Aspen-area water diversions above average
September 2, 2014
The network of dams and tunnels that diverts water from the Upper Fryingpan River Basin will be shut down for the season this week after a bountiful haul this summer.
The Fryingpan-Arkansas Project diverted about 80,200 acre-feet of water under the Continental Divide to the Front Range this year, according to Kara Lamb, spokeswoman for the U.S. Bureau of Reclamation, which operates the system.
That is about 67 percent higher than the average diversion of 48,000 acre-feet over the 52-year lifetime of the system, she said. More water was diverted this year because of a higher-than-average snowpack and lots of rain starting in mid-July, according to Lamb.
Nevertheless, river and stream water levels have dropped to the point where diversions must be stopped to maintain minimum stream flows.
“This week and next week we are shutting down the diversion system. We can’t dry up the creeks.”
Kara Lamb, Bureau of Reclamation
“This week and next week, we are shutting down the diversion system,” she said Friday. “We can’t dry up the creeks.”
Ruedi Reservoir is about 93 percent full right now. That’s slightly above average, according to the Reclamation Bureau’s records. The amount of water currently being released from Ruedi Dam is 267 cubic feet per second, about average for Sept. 1.
Water is still being diverted from the headwaters of the Roaring Fork River east of Aspen. The Independence Pass Transmountain Diversion System has diverted an estimated 59,400 acre-feet thus far this water year, which started in October 2013, according to water data on the Colorado Division of Water Resources website. Kevin Lusk, a water-supply engineer with Colorado Springs Utilities helped The Aspen Times interpret the data on the state’s website.
The average annual diversion over the past 79 years has been 42,000 acre-feet. This year’s diversion is already 17,400 acre-feet above average, or 41 percent higher.
The diversion system operated by the Twin Lakes Reservoir and Canal Co. taps a 45-square-mile area at the headwaters of the Roaring Fork River. The system diverts water from the Roaring Fork River near Lost Man Campground. In addition, it diverts some of the water in Lost Man Creek, Lincoln Creek, Brooklyn Creek, Tabor Creek, New York Creek and Grizzly Creek, according to a description on the website of Roaring Fork Conservancy, a Basalt-based nonprofit that monitors water quantity and quality issues.
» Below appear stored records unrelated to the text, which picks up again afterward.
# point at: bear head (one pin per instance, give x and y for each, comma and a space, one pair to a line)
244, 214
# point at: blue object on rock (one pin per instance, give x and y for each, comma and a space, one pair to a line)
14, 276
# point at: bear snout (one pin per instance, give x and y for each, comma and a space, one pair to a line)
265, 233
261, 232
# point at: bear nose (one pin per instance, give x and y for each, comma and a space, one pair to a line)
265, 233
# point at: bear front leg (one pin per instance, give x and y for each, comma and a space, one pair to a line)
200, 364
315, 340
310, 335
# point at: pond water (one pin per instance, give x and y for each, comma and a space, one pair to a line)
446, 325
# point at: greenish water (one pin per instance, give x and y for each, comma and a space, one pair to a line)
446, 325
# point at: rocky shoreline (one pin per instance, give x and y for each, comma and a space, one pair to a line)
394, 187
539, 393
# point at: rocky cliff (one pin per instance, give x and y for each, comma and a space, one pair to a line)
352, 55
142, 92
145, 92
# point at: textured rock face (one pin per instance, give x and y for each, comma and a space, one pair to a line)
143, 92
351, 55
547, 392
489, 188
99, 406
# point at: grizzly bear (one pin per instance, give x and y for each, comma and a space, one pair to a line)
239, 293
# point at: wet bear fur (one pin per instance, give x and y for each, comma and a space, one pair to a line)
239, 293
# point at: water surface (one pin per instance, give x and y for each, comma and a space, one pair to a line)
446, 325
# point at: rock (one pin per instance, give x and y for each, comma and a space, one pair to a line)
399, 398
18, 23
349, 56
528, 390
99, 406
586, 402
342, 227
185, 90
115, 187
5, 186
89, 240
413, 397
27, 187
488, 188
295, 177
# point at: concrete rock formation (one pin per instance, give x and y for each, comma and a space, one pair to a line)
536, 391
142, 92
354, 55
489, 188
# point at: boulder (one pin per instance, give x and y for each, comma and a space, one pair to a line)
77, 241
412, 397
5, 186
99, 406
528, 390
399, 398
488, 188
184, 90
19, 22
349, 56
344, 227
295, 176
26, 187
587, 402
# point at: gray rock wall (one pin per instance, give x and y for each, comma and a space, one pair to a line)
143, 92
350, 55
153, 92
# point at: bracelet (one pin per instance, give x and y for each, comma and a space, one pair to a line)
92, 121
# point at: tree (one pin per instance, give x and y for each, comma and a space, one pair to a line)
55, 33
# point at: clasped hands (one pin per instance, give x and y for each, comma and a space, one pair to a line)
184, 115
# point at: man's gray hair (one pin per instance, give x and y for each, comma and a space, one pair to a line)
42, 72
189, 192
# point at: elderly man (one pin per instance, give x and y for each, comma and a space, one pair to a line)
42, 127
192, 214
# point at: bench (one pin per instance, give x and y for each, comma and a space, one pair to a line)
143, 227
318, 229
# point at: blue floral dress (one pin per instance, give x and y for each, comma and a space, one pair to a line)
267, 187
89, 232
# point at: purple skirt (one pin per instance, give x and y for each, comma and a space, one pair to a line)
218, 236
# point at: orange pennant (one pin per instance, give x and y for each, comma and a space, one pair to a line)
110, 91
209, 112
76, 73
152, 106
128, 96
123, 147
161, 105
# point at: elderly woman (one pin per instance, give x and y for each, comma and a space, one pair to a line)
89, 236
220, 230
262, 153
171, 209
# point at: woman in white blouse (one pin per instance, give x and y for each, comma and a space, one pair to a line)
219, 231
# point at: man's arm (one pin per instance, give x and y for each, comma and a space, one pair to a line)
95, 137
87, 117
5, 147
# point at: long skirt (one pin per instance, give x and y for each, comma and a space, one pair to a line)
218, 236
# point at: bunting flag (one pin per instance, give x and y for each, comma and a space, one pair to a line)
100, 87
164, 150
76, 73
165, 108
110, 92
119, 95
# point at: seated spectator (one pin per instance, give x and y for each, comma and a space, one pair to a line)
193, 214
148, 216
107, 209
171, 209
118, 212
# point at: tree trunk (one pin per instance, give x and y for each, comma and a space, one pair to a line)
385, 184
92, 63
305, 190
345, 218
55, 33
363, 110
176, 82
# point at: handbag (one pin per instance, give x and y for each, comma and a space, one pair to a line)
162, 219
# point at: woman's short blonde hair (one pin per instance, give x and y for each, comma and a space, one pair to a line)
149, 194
The conservancy’s weekly watershed river report, released each Thursday, showed that Twin Lakes Tunnel was diverting water at a rate of 80 cubic feet per second on Aug. 28 from the Roaring Fork River headwaters. The conservancy bases its report on a “snapshot” during the day in question. The average diversion for that day was about 44 cfs. Meanwhile, the average flow in the river in Aspen that same day was 51 cfs.
The Roaring Fork River is dammed near Lost Man Campground. The river immediately below the dam runs at a relatively low flow. It’s replenished to some degree by various creeks before it reaches Aspen. If the river wasn’t diverted at the headwaters, the average flow in Aspen on Aug. 28 would have been about 95 cfs.
Twin Lakes Reservoir and Canal Co. has superior water rights and the ability to divert water throughout the summer and fall.